Events needed to reach three PGA Tour victories (including amateur starts)
Player | Age at third win | Number of starts for third win | Career wins |
Tiger Woods | 21 | 23 (1997 Mercedes) | 79 |
Rory McIlroy | 22 | 40 (2012 Honda) | 6 |
Adam Scott | 23 | 46 (2004 Booz Allen) | 11 |
Sergio Garcia | 21 | 46 (2002 Mercedes) | 8 |
Phil Mickeson | 23 | 49 (1993 International) | 42 |
Patrick Reed | 23 | 51 (2014 WGC-Cadillac) | 3 |
Ernie Els | 26 | 51 (1996 Buick Classic) | 19 |
Dustin Johnson | 25 | 61 (2010 AT&T Pebble) | 8 |
Jim Furyk | 28 | 148 (1998 Las Vegas) | 16 |
Reed successfully challenged the revamped Blue Monster course at Trump National Doral, which played to a scoring average of 73.852 and was the toughest course in relation to par the Tour has played in 2013-14.
Hardest courses on the PGA Tour in 2013-14
Rank | Course | Par | Yardage | Average | To par |
1 | TPC Blue Monster at Doral | 72 | 7.481 | 73.852 | +1.852 |
2 | Torrey Pines South | 72 | 7,698 | 73.797 | +1.797 |
3 | Pebble Beach Golf Links | 72 | 6,816 | 73.385 | +1.385 |
4 | Spyglass Hill | 72 | 6.953 | 72.755 | +0.755 |
5 | PGA National Champion | 70 | 7,140 | 70.408 | +0.408 |
To be sure, Gil Hanse restored the Blue Monster’s bite, as the course played to a subpar scoring average each of the last six years. It has not been among the 20 toughest courses on the PGA Tour since 2007.
Scoring average at the WGC-Cadillac Championship since it moved to Doral
Year | Average | PGA Tour rank |
2014 | 73.852 | 1 |
2013 | 71.335 | 31 |
2012 | 71.135 | 38 |
2011 | 71.477 | 34 |
2010 | 71.234 | 34 |
2009 | 70.915 | 39 |
2008 | 71.037 | 40 |
2007 | 72.998 | 16 |
At Doral, Reed wasn’t very accurate off the tee (T-52 at 41.07 percent) and was only about tournament average in greens in regulation (58.33 percent), but he rebounded when he missed the green, improving on his season average in scrambling and sand saves percentage, finishing in the top 10 in both stats for the week. He made par or better two out of every three times he missed the green (the tournament average was about 50 percent) and was eighth in the field in sand saves, getting up and down 10 times in 14 tries from bunkers, including three on the back nine Sunday.
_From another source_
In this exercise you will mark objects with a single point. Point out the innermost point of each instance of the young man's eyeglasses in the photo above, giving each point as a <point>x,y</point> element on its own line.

Key stats for Patrick Reed at Doral and entering the week
Stat | At Doral (rank) | Entering the week (rank) |
GIR | 58.33% (T-28) | 70.99% (28) |
Scrambling | 66.67 (6) | 53.90 (145) |
Sand saves | 71.43 (8) | 57.89 (27) |
What’s next for Reed, now that he has made mincemeat of the tour’s easiest venues – the desert courses at the Humana Challenge, where he shot 28-under 260 in January – and the Tour’s hardest test so far this season? How about a major championship? Even though Reed hasn’t played a major in his career, next month’s Masters will be a homecomeing for him as he played college golf at Augusta State. Can he succeed? Maybe not next month, maybe not in June, but someday and for the rest of his life, he’ll likely be able to call himself a major winner. Look again at that list of PGA Tour winners a few charts up. Only Garcia and Dustin Johnson haven’t won a major title, and they’ve both come close. Only one previous WGC-Cadillac winner (Nick Watney) has never won a major. Eleven of the previous 14 winners had already won one and Mike Weir and Justin Rose would eventually do so. Yes, the future looks bright for one of the Tour’s top young stars.